I can’t remember the exact quote, but Galadriel says something that alludes to, “With wisdom, there’s a loss of innocence.” That was really formative for me in terms of what does it mean to have innocence as a creature that’s already been alive for thousands of years? So that was something I really worked with. And I think she has a unique perspective because she is history, and so she can’t escape her history. To play a living myth was wonderful. We spoke a lot about immortality, me and Robert because Rob’s a little baby elf.

Robert Aramayo: He’s only a few hundred years old to you.

Q: Why do you think Tolkien’s work continues to resonate with audiences?

Robert Aramayo: One of the things that I’ve been thinking a lot about recently is how much he talks about his work [resonating] with being disconnected from the natural world.

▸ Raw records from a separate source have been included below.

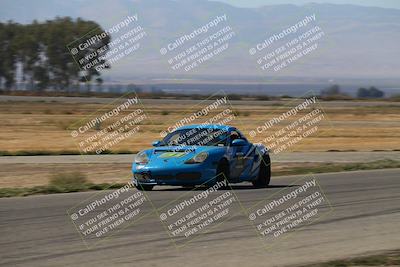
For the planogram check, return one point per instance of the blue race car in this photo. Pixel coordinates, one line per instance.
(202, 155)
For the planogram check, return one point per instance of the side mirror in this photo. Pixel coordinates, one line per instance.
(239, 142)
(156, 143)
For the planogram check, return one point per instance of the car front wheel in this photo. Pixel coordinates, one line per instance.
(144, 187)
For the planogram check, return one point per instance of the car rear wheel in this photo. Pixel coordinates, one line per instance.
(144, 187)
(264, 175)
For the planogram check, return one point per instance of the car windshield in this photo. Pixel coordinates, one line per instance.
(196, 137)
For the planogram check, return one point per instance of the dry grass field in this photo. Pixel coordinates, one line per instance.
(47, 126)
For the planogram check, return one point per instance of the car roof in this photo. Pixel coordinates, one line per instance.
(207, 126)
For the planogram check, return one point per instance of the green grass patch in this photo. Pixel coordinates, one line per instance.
(391, 258)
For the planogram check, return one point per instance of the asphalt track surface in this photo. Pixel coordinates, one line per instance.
(364, 218)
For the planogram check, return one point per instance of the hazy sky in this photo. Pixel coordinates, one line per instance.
(255, 3)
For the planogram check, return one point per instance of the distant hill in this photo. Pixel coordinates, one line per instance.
(359, 42)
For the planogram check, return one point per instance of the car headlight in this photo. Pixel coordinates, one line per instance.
(199, 158)
(141, 158)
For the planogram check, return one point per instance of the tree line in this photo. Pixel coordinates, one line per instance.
(335, 91)
(38, 53)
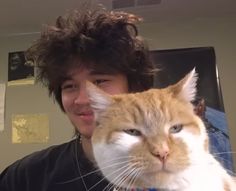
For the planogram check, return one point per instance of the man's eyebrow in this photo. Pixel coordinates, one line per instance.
(99, 72)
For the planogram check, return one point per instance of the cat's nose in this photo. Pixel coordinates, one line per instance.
(162, 155)
(161, 152)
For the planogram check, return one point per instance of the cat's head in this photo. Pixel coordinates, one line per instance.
(145, 139)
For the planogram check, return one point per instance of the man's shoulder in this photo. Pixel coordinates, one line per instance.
(40, 160)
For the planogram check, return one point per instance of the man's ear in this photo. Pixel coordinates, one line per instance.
(99, 100)
(186, 88)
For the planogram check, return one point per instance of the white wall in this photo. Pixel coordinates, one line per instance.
(219, 33)
(27, 99)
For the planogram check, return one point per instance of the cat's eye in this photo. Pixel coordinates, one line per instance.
(176, 128)
(133, 132)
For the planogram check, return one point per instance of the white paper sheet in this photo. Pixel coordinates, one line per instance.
(2, 105)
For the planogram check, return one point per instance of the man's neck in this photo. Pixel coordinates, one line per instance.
(87, 147)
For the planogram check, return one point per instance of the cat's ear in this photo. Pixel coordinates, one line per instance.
(186, 88)
(99, 100)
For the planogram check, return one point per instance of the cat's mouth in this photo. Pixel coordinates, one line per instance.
(86, 115)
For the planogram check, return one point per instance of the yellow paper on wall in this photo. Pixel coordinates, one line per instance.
(30, 128)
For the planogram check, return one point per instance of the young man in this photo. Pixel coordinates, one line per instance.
(99, 46)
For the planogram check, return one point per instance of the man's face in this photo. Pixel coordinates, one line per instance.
(75, 99)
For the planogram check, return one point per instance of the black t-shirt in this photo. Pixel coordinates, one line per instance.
(57, 168)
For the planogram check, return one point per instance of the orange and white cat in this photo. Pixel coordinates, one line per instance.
(154, 139)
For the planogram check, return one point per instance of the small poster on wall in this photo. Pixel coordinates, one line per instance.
(30, 128)
(175, 64)
(20, 72)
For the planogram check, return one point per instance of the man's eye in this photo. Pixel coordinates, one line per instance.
(97, 82)
(69, 87)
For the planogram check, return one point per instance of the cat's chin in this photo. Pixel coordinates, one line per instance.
(161, 179)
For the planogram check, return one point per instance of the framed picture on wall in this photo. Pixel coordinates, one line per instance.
(174, 65)
(19, 71)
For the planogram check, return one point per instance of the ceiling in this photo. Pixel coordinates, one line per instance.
(27, 16)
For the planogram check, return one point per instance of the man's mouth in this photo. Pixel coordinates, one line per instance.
(86, 115)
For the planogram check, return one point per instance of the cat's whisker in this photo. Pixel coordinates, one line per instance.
(124, 167)
(118, 181)
(125, 177)
(134, 178)
(129, 158)
(116, 177)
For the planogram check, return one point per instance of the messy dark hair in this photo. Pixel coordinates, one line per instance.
(99, 39)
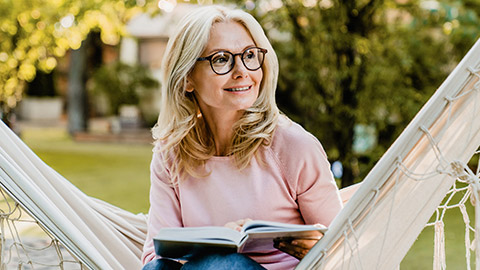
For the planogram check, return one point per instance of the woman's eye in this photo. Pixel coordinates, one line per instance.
(220, 59)
(250, 54)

And I think all of those themes in his writing are beautiful and can help us today.

Morfydd Clark: Yeah, and I think also it’s not good versus evil with Tolkien. It’s hope over despair. We had the pleasure of going to Comic-Con a few weeks ago. That was a really amazing moment for us all, because it really hit home how huge and long-lasting his affect is. And just to be in a group of people who had all been given respite from the world through fantasy was really wonderful.


Q: Robert, I don’t mean to put you on the spot, but you played young Ned Stark in “Game of Thrones,” you’re playing Elrond in this. When people say there’s a rivalry between the “Game of Thrones” universe and “The Rings of Power” universe, what does that mean to you since you’re such a big part of both of them?

Robert Aramayo: I don’t feel rivalry between [them,] not for me anyway. I’m really excited to see [“House of the Dragon.”] It’s going to be awesome. I love that world. I love this world. But I feel personally like the tapestry and the colors of both materials are so different, it feels quite different to me. I love fantasy, and so now we all just get to watch more fantasy, which can never be a bad thing.

Cynthia Addai-Robinson: As a cast, we got to see the first three episodes altogether, which was lovely. One thing that really struck me is it felt very distinct. I truly felt as we watched the show, that there isn’t anything else like this on right now. This doesn’t look like anything that’s come before. I think we really get to stand on our own two feet with this one.


That sense of rivalry, I feel that’s something that’s just generated. None of us feel that way. If you’re a fan of fantasy or if you’re just a fan of good storytelling, this is a boom time for you. You just get lots of good shows, lots of good stories.